Les ministres des Finances et des Travaux publics ont fourni des explications sur la procédure ayant permis la signature d'un contrat de plus de 123 millions de dollars avec des firmes haïtiennes. Intervenant dans une radio locale, M. Jude Alix Patrick Salomon, ministre des finances, a précisé que « l'acquisition des équipements a été faite sous l'égide de la loi d'urgence et à partir d'appel d'offres restreint ».

Il révèle que les fonds ont été obtenus par un prêt accordé à l'État avec un taux d'intérêt de 2%. Selon le grand argentier de la République, les contrats ont été passés sous l'égide de la loi d'urgence et à partir d'appel d'offres restreint. « Cette acquisition a mis en compétition des entreprises sur le terrain depuis quelques temps. Le contrat a suivi tout le processus jusqu'à l'approbation des deux structures compétentes, la Commission nationale de passation de marchés (CNMP) et la Cour supérieure des comptes et du contentieux administratif (CSC/CA) », a-t-il expliqué.

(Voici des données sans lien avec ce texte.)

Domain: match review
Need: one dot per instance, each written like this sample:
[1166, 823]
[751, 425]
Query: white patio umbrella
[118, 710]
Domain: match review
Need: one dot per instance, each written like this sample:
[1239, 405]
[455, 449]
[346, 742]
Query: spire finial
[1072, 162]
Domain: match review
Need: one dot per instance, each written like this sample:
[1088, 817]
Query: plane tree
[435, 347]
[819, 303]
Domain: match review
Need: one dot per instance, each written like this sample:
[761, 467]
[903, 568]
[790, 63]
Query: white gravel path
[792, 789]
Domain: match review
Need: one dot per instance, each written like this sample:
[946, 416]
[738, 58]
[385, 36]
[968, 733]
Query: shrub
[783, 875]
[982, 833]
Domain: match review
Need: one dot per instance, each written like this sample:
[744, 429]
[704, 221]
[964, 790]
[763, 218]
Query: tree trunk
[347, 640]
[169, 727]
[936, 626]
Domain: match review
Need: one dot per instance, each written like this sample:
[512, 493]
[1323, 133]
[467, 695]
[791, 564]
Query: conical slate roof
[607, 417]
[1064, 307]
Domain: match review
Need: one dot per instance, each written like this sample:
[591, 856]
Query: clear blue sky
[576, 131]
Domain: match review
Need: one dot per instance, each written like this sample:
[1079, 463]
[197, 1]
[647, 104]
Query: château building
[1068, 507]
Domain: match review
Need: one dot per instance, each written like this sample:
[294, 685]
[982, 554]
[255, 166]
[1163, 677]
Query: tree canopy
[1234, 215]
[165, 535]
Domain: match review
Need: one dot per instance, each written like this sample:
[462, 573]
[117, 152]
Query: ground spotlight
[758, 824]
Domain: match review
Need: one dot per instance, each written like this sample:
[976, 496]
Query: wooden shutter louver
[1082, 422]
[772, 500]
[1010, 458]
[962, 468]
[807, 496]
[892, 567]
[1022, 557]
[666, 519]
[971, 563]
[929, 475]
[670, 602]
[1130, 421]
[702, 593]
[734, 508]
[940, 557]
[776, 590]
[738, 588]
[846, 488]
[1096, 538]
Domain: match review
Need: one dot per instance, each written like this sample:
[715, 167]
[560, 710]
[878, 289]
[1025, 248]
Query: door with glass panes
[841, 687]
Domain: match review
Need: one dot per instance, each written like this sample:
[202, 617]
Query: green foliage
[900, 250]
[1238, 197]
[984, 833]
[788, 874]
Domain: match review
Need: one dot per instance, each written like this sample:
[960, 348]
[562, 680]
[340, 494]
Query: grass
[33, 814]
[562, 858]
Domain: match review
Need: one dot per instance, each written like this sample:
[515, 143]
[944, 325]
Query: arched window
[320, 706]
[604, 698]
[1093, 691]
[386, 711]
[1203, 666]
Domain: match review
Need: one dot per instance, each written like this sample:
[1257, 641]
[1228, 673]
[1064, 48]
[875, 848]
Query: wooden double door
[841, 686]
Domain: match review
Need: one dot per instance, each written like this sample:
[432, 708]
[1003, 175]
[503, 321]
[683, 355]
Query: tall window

Le ministre Salomon fait remarquer que la loi d'urgence s'est étendue au-delà de la région du grand Sud à d'autres départements dont le Nord-Est, le Nord-Ouest et une partie du Nord et de l'Artibonite. Donc, quelque part, il était un peu injuste de nous concentrer uniquement dans le grand Sud en ignorant d'autres points qui ont été frappés aussi par les intempéries », juge-t-il.

De plus le ministre des finances explique que l'appel d'offres restreint est un appel fait à trois ou quatre compagnies pouvant répondre à une offre spécialisée. « Combien y a-t-il d'entreprises qui vendent des équipements lourds en Haïti ? Elles ne sont pas nombreuses. D'où la nécessité de faire référence facilement à toutes ces entreprises légalement constituées pour la vente d'équipements lourds. Donc, on s'est référé à des compagnies qui ne font que ça depuis des dizaines d'années », explique-t-il.